We want to be able to compute discrete logarithms with basis $a = 89$ in $\mathbb{Z}^*_p$ for $p = 1235789.$ We choose the factor base $B = {−1, 2, 3, 5, 7, 11, 13, 17, 19, 23}$. With the first step of Index Calculus algorithm I get this system of linear equations.

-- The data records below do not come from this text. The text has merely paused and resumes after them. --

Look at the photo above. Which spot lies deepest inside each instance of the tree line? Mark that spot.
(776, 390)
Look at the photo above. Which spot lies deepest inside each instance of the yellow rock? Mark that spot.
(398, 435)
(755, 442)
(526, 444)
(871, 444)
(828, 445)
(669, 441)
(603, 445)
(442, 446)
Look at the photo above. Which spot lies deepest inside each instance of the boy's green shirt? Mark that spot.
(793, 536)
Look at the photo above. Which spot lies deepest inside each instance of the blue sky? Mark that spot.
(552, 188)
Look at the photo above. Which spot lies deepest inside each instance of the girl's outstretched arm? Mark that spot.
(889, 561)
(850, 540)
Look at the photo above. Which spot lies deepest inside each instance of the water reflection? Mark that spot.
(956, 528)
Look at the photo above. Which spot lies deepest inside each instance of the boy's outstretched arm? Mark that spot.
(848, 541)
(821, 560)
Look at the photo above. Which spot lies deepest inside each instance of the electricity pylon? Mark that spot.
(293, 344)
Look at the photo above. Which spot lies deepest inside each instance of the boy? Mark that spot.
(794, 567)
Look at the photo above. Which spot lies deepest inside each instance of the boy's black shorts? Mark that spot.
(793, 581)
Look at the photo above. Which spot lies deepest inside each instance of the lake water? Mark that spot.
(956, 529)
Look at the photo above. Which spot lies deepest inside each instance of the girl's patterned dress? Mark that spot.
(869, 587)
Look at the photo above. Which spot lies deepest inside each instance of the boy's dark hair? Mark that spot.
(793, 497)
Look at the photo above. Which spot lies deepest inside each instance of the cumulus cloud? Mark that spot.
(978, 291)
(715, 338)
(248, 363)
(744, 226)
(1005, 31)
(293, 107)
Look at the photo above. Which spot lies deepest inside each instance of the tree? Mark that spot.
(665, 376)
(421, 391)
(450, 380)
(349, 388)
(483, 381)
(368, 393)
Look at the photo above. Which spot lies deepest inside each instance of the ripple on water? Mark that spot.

\begin{bmatrix}0&3& 0& 2& 0& 0& 2 & 0 & 0 & 1 & 100058\\ 1&1&1&0&0&0&1&0&0&3&100131\\0&4&3&0 & 0 & 1 & 0 & 0 & 1 & 0 & 100152 \\ 1 & 6 & 3 & 1 & 0 & 1 & 1 & 0 & 0 & 0 & 100232\\ 1 &2 &3 & 0 & 1 & 2 & 1 & 0 & 0 & 0 & 100343 \\ 1 & 2 & 7 & 0 & 1 & 0 & 1 &0 & 0 & 0 & 100360\\ 1 & 5 & 2 & 1 & 2 & 0 & 0 &1 & 0 & 0 & 100385\\ 1 & 6 & 2 & 1 & 0 & 0 & 0 & 1 & 0 & 1 & 100401\\ 0 & 0 & 4 & 0 & 3 & 0 & 0 & 1 & 0 & 0 & 100412\\ 0 & 0 & 5 & 0 & 1 & 0 & 0 & 1 & 0 & 1 & 100428 \end{bmatrix}

Then I use Gauss's elimination to solve the equations.

\begin{bmatrix} 1& 0& 0& 0& 0& 0& 0& 0& 0& 0& -494241/70\\ 0& 1& 0& 0& 0& 0& 0& 0& 0& 0& 250358/35\\ 0& 0& 1& 0& 0& 0& 0& 0& 0& 0& 250358/35\\ 0& 0& 0& 1& 0& 0& 0& 0& 0& 0& -1749/10\\ 0& 0& 0& 0& 1& 0& 0& 0& 0& 0& 498777/35\\ 0& 0& 0& 0& 0& 1& 0& 0& 0& 0& 1000837/70\\ 0& 0& 0& 0& 0& 0& 1& 0& 0& 0& 2015443/70\\ 0& 0& 0& 0& 0& 0& 0& 1& 0& 0& 1016657/35\\ 0& 0& 0& 0& 0& 0& 0& 0& 1& 0& 2504791/70\\ 0& 0& 0& 0& 0& 0& 0& 0& 0& 1& 747756/35\\\end{bmatrix}

I'm having problems understanding why is my solution of linear equations not correct?

Edit: What is the correct way to use guass's elimination with$\mod p - 1$?

Answer 1

For index calculus, you need to do linear algebra mod $p - 1$. So you can't use ordinary linear algebra methods for the real numbers, since things like division won't work properly.

As it turns out, you can do linear algebra in any field, because a field supports addition, subtraction, multiplication, and division (multiplication by the inverse). Unfortunately, the integers mod $p - 1$ aren't a field. Only the integers modulo a prime are a field, but $p - 1$ isn't prime (unless $p = 3$). So you need to turn your problem modulo $p - 1$ into one or more problems modulo primes.

To do this, factor

$$ p - 1 = \prod_{i} q_i^{e_i}, $$

where the $q_i$ are prime and distinct. Then solve the system modulo each of the $q_i$, lift these solutions to $q_i^{e_i}$, and finally use the Chinese Remainder Theorem to get a solution modulo $p - 1$.